Effect of Nigella sativa oil and Nigella sativa seeds on liver tissue caspase-3 and caspase-9. The mark (**) is significantly different from the saline negative control at P < 0.05. Bars denote means ± SE. The mark (**) is significantly P < 0.05 comparable to the saline negative control. The letters (a, b) are significantly P < 0.05 and P < 0.01 comparable to AZA (azathioprine) positive control, respectively.

Figure 10

Effect of Nigella sativa oil and Nigella sativa seeds on kidney tissue caspase-3 and caspase-9. Bars denote means ± SE. The mark (*) is significantly P < 0.05 comparable to the saline negative control. The letter (a) is significantly P < 0.05 comparable to AZA (azathioprine) positive control.

Figure 11

Hematoxylin and eosin (H&E; 400; scale bar, 50 m) were used to stain liver slices from each experimental group. The liver from the negative control (A, B) showed a normal photomicrograph of the hepatic lobule, including the central vein (CV) and hepatocytes (H). The liver tissue from the AZA positive control revealed activation of Kupffer cells (black arrow) (C) and collagen fiber deposition around the central vein (black arrow) (D). liver of rats administered silymarin showed no histopathological alterations (E) and few binucleations of hepatocytes (black arrow) (F). liver of rats administered NSO demonstrated activation of Kupffer cells (black arrow) (G), a small amount of localized hepatocellular necrosis, and a minor influx of inflammatory cells (red arrow) (H). The NSS-treated group showed a typical hepatic lobule, with normal hepatocytes and central vein (CV) (I). A few sections showed slight activation of the Kupffer cells (black arrow) (J).

Figure 12

Hematoxylin and eosin (H&E; 400; scale bar, 50 m) were used to stain kidney slices from each experimental group. Kidney from negative control (A, B) illustrated normal histological architecture of renal parenchyma, including normal glomeruli (GL) and renal tubules (RT).
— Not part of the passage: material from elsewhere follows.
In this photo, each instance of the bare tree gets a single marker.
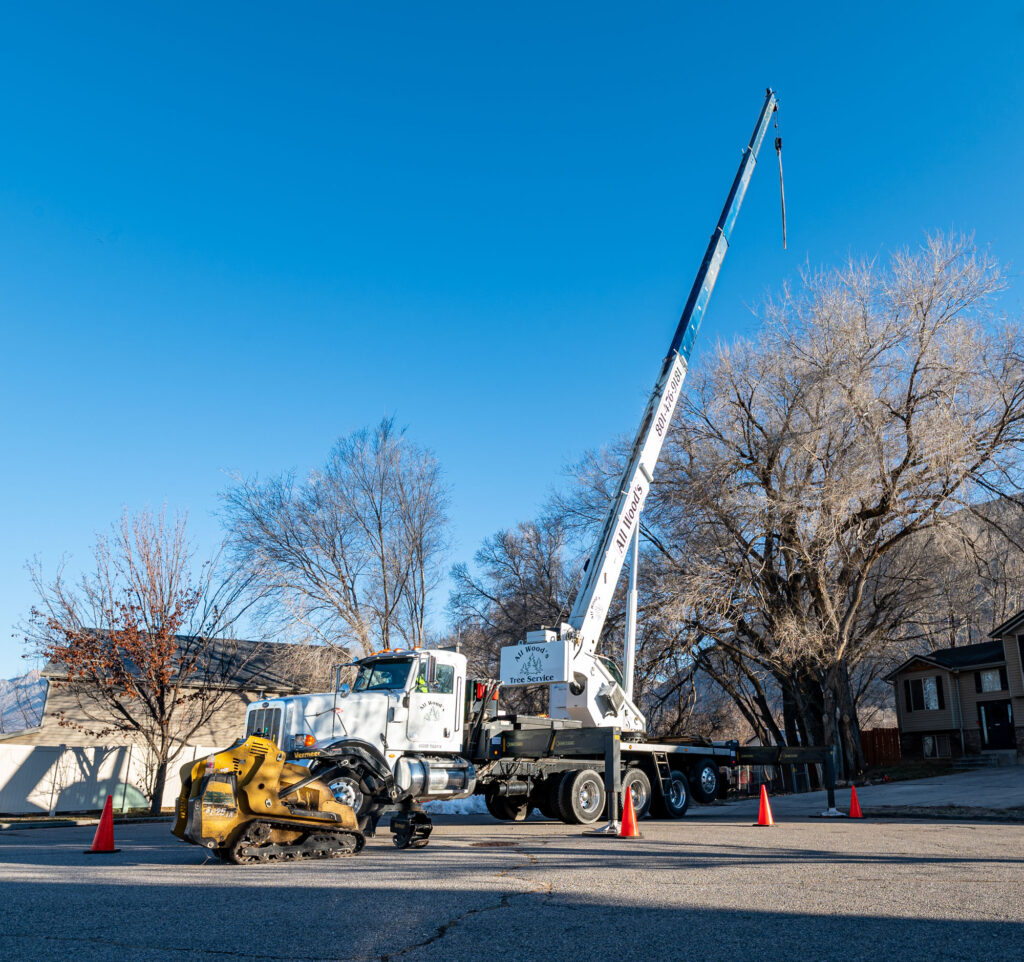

The kidney from the AZA positive control revealed renal tubule epithelial vacuolar degeneration (black arrow) (C), vacuolar degeneration of the epithelial lining of renal tubules (black arrow), and edema (red arrow) (D). Kidney tissue from the group that received silymarin showed apparent normal renal parenchyma (E) and mild vacuolar degeneration of some renal tubule lining epithelial cells) (F). Kidney of rats administered NSO demonstrated no histopathological alterations (G, H). Most kidney sections of rats administered NSS showed slight vacuolar degeneration of some renal tubule lining epithelial cells (black arrow) (I). In contrast, some sections showed congestion of intratubular capillaries (red arrow) with glomerular tuft (blue arrow) (J).